Plaintiff Nefertiria P. had filed the Invokana diabetic ketoacidosis lawsuit soon after developing the condition and discovering her medication could be linked to the development of diabetic ketoacidosis. According to her Invokana diabetic ketoacidosis lawsuit, she began taking Invokana in December 2014 after discussing different treatment options with her doctor.

Along with diet and exercise, Invokana was supposed to help Nefertiria live a relatively uninterrupted life. During all times relevant, Nefertiria says she had only used the drug for its intended purpose and did not deviate from prescription instructions.

In addition, Nefertiria had followed all the advice from her physician. Even though Invokana has been used by millions of patients to treat their type-2 diabetes, there have been numerous alleged cases of Invokana-induced diabetic ketoacidosis.

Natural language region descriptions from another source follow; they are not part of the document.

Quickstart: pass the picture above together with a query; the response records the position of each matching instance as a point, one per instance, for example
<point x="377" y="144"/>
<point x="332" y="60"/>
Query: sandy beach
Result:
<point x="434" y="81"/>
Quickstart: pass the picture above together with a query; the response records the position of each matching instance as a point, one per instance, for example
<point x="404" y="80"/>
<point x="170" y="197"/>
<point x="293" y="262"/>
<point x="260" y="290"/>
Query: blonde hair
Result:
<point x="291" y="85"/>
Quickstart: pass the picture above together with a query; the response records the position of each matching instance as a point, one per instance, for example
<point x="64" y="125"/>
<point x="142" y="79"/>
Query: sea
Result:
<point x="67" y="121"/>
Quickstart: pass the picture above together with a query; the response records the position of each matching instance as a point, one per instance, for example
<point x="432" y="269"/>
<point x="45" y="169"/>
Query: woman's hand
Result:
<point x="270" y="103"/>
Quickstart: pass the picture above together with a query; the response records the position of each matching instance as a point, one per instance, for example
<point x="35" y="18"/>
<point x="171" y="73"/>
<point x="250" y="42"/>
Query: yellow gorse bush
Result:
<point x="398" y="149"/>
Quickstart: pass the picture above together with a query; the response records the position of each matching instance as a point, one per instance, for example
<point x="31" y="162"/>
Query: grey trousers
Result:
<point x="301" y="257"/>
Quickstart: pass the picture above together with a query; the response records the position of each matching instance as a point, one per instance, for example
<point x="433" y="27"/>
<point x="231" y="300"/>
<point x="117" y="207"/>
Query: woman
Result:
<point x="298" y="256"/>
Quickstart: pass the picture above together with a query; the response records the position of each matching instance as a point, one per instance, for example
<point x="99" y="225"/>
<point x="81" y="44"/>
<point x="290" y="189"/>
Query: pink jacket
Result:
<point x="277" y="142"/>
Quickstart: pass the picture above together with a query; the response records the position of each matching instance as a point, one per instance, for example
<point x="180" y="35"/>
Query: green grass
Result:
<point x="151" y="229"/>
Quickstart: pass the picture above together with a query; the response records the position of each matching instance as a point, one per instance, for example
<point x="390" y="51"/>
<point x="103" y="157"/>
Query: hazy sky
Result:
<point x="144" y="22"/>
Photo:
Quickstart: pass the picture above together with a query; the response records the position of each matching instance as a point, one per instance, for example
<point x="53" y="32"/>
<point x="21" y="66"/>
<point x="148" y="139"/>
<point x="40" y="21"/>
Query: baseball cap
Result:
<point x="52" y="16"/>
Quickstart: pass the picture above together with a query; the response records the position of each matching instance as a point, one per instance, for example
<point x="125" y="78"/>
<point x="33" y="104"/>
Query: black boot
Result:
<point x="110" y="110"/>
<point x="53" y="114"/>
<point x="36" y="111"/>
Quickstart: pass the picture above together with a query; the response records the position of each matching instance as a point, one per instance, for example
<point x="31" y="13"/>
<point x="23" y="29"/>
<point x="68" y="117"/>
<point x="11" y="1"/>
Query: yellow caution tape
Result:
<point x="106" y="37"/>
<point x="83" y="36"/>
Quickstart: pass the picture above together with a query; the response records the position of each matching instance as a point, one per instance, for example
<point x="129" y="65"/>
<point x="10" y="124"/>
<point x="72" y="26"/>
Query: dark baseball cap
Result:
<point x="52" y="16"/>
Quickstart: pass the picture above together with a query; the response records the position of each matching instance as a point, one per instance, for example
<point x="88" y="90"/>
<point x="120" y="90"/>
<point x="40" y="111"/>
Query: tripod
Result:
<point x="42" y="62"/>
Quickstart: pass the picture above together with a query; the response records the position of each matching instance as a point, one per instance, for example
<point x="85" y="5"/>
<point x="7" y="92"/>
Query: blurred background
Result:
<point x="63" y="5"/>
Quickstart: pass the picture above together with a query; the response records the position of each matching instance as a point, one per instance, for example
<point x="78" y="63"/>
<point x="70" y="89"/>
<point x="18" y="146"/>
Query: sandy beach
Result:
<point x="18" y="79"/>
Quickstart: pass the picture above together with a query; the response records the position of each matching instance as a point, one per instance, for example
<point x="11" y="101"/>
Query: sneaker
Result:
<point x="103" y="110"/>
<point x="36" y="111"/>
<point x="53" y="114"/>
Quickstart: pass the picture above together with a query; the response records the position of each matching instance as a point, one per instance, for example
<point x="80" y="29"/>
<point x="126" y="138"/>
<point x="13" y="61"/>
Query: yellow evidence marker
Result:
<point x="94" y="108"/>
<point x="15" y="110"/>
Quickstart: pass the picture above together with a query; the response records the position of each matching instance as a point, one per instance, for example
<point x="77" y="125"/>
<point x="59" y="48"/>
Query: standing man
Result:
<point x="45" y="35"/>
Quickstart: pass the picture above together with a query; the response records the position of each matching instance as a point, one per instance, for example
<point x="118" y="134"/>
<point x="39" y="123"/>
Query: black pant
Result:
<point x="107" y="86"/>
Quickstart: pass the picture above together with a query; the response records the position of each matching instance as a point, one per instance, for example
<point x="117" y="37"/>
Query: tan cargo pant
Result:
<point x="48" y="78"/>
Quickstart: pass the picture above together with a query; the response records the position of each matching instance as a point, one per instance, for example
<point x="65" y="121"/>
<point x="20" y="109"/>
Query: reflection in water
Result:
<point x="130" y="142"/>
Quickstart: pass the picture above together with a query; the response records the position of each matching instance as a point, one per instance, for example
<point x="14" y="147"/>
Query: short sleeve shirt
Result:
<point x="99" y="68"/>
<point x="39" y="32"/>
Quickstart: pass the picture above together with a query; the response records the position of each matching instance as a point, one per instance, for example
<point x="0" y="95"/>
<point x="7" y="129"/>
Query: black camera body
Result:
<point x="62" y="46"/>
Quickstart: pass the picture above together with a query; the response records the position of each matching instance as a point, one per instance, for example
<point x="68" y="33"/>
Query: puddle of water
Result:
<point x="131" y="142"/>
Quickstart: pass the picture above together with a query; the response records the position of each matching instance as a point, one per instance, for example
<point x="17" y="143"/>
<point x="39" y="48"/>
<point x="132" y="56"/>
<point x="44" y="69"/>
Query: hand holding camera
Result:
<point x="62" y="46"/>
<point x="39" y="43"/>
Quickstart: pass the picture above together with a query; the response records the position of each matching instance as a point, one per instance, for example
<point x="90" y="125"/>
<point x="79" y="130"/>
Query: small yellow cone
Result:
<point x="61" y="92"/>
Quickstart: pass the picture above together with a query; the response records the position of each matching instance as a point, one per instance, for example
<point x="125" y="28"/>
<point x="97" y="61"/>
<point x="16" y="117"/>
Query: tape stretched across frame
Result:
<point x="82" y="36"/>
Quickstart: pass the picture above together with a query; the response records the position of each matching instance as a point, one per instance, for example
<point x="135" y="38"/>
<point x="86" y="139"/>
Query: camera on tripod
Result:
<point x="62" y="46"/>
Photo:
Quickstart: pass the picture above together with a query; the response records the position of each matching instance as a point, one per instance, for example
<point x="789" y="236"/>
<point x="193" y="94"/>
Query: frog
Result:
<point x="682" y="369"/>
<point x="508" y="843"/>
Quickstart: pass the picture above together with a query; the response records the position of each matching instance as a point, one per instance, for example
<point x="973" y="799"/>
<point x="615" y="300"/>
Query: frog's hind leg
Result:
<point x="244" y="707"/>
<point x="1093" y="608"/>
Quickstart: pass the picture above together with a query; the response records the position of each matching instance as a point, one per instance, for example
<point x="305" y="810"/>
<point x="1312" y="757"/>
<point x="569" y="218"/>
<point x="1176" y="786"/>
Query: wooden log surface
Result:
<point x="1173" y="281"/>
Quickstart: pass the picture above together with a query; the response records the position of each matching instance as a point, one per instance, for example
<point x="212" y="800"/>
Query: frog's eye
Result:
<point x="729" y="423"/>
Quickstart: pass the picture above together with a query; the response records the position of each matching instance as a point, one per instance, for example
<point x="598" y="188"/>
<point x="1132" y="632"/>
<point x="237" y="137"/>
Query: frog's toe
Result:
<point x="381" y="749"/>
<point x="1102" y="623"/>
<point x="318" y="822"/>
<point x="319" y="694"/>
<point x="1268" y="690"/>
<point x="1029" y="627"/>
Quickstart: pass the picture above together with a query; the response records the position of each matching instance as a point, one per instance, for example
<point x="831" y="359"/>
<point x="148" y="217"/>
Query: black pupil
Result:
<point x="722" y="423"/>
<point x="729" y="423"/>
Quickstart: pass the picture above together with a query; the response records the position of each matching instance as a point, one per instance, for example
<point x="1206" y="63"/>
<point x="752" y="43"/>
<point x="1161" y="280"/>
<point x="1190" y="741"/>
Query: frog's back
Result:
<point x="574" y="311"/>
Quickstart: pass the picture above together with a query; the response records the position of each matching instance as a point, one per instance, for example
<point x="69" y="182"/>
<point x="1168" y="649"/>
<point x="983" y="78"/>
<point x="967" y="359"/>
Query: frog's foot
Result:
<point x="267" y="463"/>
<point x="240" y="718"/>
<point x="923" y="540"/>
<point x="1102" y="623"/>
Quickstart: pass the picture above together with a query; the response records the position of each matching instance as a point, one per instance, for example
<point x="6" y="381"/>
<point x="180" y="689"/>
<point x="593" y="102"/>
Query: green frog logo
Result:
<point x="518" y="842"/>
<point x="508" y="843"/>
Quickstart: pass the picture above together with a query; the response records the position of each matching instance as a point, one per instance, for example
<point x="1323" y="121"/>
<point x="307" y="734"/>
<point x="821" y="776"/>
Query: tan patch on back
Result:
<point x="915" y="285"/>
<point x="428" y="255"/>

The Invokana diabetic ketoacidosis lawsuit states it just took seven months for Neferitiria to develop the condition, in which she was admitted to the hospital on July 16, 2015. When she was ultimately diagnosed with diabetic ketoacidosis was when she learned Invokana and other drugs in its medication class were linked to this condition.

Overview of Invokana Diabetic Ketoacidosis Link

Diabetic ketoacidosis occurs when the body becomes unable to produce adequate insulin, which causes the blood to become acidic. Without sufficient insulin the body becomes unable to metabolize sugar instead of fat, which causes the buildup of ketones.

This overload of ketones can lead to potential kidney damage or failure, with the absence of insulin isolating many type-2 diabetes medications that require insulin to work. Even though this is a potentially dangerous side effect, Johnson & Johnson allegedly failed to warn against this condition.

The FDA officially warned against potential Invokana ketoacidosis on May 15, 2015, when the agency warned that SGLT2 inhibitors may be linked to ketoacidosis and kidney failure. SGLT2 inhibitors work by making the kidneys expel excess sugar through urination, an effect that has allegedly led to the drug being linked to kidney failure.

The public warning came after the FDA’s Adverse Event Reporting System (FAERS) found 20 cases of diabetic ketoacidosis and similar conditions, each of which were allegedly caused by Invokana or other SGLT2 inhibitors. Each of these cases required hospitalization, and were documented to have taken place between March 2013 and June 6, 2014.

The agency ultimately warned prescribing physicians that they should consider other medications, and determine whether or not SGLT2 inhibitors are good fit for the patient. Even though this FDA warning helped prevent future injuries, it does not help patients who already developed diabetic ketoacidosis.

Nefertiria claims that she never would have agreed to take the medication if she had known the dangers associated with it. She is filing her Invokana diabetic ketoacidosis lawsuit as part of multidistrict litigation (MDL) No. 2750, where it will stand alongside other claims with similar allegations.

This Invokana Lawsuit is Case No. 3:17-cv-05105-BRM-LHG, in the U.S. District Court for the District of New Jersey.